Ein Artikel von C. Oellerich in der "Chronik des Kirchspiels Osten" 

Seit dem Ende des I9. Jahrhunderts sind in den norddeutschen und jütlandischen Mooren etwa 60 Moorleichenfunde festgestellt worden, die leider nur zum kleinen Teile für die Sammlungen gerettet werden konnten; sie befinden sich in den Museen zu Kopenhagen, Kiel, Berlin, Hannover, Emden und Stade. 

Unter Moorleichen versteht man menschliche Leichen, die in den mittleren und tieferen Schichten des Torfmoores beim Abtorfen der Moore gefunden wurden; durch die chemische Wirkung der Moorsäure werden die hautigen Teile des Körpers, auch Wolle und Haare, gegerbt, während die eiweißreichen Weichteile und die kalkhaltigen Knochen durch die Moorsäure aufgelöst und vom Moore aufgesogen werden.

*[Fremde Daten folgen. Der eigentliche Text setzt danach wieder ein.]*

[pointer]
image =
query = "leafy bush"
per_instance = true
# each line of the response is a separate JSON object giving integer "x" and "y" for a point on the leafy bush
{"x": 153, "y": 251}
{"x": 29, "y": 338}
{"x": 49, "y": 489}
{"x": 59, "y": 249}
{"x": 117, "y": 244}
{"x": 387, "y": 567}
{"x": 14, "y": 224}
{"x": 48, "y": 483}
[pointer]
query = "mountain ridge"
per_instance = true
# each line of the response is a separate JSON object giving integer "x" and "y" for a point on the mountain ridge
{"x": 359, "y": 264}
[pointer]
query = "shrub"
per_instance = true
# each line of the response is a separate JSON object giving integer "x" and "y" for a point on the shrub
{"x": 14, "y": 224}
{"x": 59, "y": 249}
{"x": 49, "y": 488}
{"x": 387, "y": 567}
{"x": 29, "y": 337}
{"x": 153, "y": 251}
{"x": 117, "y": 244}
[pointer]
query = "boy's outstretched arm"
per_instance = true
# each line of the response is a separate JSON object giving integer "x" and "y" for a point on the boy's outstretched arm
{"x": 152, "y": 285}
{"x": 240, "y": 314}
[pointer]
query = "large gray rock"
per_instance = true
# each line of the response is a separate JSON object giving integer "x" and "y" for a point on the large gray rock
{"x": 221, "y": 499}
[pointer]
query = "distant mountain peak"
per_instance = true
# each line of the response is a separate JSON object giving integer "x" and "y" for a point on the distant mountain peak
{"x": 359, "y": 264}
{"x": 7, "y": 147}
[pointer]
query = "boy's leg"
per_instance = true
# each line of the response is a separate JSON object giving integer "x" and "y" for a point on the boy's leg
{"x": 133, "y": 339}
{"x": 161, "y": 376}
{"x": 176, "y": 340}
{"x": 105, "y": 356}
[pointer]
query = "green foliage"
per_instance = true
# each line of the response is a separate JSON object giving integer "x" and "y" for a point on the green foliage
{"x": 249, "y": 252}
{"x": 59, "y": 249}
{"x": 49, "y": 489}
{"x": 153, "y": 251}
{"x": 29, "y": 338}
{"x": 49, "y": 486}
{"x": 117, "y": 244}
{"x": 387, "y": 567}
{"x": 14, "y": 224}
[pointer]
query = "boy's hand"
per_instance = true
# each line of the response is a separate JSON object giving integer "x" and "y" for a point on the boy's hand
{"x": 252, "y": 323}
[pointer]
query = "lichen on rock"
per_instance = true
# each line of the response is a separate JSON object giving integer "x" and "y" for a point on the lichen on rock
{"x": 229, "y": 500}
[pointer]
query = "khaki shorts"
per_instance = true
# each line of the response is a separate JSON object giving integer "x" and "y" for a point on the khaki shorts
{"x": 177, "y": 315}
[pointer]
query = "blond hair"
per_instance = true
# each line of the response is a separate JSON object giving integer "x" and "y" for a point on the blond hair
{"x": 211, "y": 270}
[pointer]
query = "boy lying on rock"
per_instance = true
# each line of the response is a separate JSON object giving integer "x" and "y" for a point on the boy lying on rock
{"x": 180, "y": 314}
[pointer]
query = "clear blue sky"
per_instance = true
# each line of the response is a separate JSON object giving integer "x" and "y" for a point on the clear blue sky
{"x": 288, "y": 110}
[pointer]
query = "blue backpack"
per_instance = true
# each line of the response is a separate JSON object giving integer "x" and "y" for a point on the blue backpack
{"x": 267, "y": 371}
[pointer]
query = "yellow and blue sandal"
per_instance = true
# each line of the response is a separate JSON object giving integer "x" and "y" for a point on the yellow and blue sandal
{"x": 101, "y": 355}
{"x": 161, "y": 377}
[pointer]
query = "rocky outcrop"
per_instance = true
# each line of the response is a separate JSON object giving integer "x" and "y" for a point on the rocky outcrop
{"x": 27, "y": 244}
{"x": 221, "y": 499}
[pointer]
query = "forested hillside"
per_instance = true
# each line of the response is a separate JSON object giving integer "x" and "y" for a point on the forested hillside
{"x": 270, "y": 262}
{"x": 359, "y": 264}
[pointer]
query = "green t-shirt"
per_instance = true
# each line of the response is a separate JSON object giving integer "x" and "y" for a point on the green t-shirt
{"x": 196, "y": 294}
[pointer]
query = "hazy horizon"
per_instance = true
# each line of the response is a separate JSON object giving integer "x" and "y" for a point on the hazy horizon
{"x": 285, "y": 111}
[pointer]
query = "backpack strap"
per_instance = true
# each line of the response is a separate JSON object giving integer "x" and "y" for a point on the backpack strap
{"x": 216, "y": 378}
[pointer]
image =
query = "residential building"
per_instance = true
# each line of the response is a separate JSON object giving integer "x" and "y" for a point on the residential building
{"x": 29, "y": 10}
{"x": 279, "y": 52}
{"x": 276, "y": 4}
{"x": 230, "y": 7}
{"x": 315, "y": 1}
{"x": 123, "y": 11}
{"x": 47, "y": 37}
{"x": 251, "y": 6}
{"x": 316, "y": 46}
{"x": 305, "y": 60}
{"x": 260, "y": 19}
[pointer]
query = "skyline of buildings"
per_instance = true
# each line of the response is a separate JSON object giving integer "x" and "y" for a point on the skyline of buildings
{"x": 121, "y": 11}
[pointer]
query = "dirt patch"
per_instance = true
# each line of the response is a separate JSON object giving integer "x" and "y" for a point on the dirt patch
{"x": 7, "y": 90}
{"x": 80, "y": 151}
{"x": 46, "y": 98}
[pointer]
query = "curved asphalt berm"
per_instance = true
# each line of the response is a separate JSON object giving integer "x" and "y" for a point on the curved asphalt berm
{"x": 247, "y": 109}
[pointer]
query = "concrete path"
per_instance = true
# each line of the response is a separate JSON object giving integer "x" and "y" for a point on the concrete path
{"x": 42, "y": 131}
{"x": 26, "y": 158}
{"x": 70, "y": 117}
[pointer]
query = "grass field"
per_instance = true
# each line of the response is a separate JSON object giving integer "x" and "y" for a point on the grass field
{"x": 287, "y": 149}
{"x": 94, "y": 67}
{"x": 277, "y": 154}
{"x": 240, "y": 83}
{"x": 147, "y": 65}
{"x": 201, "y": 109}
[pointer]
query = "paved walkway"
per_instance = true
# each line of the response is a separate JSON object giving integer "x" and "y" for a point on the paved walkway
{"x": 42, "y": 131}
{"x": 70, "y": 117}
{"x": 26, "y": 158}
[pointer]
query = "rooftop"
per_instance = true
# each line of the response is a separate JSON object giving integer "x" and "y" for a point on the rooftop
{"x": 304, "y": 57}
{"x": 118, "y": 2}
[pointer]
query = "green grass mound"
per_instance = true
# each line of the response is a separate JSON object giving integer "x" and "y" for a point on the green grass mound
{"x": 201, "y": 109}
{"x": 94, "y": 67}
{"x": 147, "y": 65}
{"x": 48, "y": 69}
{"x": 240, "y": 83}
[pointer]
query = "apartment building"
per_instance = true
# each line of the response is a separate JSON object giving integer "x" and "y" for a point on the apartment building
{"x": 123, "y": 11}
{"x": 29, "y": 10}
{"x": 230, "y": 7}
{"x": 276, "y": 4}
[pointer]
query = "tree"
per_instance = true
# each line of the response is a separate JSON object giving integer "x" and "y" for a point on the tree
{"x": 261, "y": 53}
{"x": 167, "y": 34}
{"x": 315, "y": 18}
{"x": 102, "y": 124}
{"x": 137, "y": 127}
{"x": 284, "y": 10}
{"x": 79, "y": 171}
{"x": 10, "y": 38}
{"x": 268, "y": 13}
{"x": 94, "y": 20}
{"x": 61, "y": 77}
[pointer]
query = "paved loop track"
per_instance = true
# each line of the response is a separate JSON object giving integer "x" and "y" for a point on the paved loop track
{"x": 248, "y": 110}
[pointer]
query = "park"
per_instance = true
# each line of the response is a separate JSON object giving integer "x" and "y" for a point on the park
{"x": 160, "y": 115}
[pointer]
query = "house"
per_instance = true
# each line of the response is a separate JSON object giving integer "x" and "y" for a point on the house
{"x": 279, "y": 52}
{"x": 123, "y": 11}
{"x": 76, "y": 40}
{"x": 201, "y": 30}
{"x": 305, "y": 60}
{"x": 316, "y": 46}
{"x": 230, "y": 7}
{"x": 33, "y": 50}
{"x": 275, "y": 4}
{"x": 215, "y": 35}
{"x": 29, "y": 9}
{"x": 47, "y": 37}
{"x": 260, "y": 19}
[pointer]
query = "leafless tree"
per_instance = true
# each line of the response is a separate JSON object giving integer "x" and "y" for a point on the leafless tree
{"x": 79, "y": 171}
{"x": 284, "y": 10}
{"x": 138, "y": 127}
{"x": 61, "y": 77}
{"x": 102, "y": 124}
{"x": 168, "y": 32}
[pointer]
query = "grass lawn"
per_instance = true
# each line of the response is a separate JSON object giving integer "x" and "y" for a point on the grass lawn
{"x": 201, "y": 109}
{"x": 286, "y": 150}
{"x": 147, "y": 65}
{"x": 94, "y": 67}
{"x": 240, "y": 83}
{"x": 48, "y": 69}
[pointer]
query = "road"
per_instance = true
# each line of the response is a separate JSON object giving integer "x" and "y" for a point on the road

Daher sind die Moorleichen meistens völlig plattgedrückt zu zentimeterdicken und von Torffasern eingehüllten Massen. Im Kreise Land Hadeln wurden gegen Ende des 19. Jahrhunderts zwei Moorleichen gefunden; aber nur der Fund von Obenaltendorf  b. Osten konnte dank der Tätigkeit des damaligen Lehrers H. Meyer fur die Wissenschaft gerettet werden; diese Moorleiche befindet sich im Heimatmuseum Stade. 

Mit der Geschichte der Moorleichenforschung zieht ein interessantes Stück nordischer Altertumskunde an uns vorüber; denn Moorleichenfunde sind kulturgeschichtlich von größter Bedeutung. An den bis 1873 bekannten Moorleichen konnte schon festgestellt werden, daß die größere Hälfte der Leichen eine Wollkleidung trug, während die übrigen z.T. auch Kleidungsstücke aus Fellresten oder nur aus Fellen zeigten. Es wurde ferner festgestellt, daß die mit Fellen bekleideten Moorleichen der älteren Eisenzeit (500 - 0 v. Chr.) angehörten. Die im Moore ausgezeichnet erhaltenen Gewebeteile von Kleidungsstücken lassen eine bedeutende Spinn- und Webetechnik der frühgeschichtlichen Zeit erkennen, die am schönsten bei den holsteinischen und jütländischen Geweben ausgeprägt ist. 

Die Obenaltendorfer Moorleiche wurde im Mai 1895 zwei Meter unter der Oberfläche des Hochmoores beim Torfgraben gefunden; der plattgedrückte Körper lag in Richtung Nord-Süd und bestand im wesentlichen aus einer zähen, verlederten Haut, die mit einer vollständig erhaltenen Kleidung und den Schuhen versehen war; beim Torfstechen war der Fund mehrfach zerschnitten worden. Die wissenschaftliche Untersuchung ergab, daß es sich um die Leiche eines älteren Mannes mit kleiner Scheitelglatze, halblangem Haupthaar und kurz geschorenen, nur einige Tage vor dem Tode nicht rasierten Kinne handelte. Die Kleidung bestand aus einem ärmellosen Rumpfkleid oder Kittel, einer Kniehose, zwei Binden, die oberhalb der Knie um die Beine gewickelt waren und einer großen Wolldecke von 1,73 Meter Breite und 2,53 Meter Länge; in diese große Decke war die Leiche eingehüllt.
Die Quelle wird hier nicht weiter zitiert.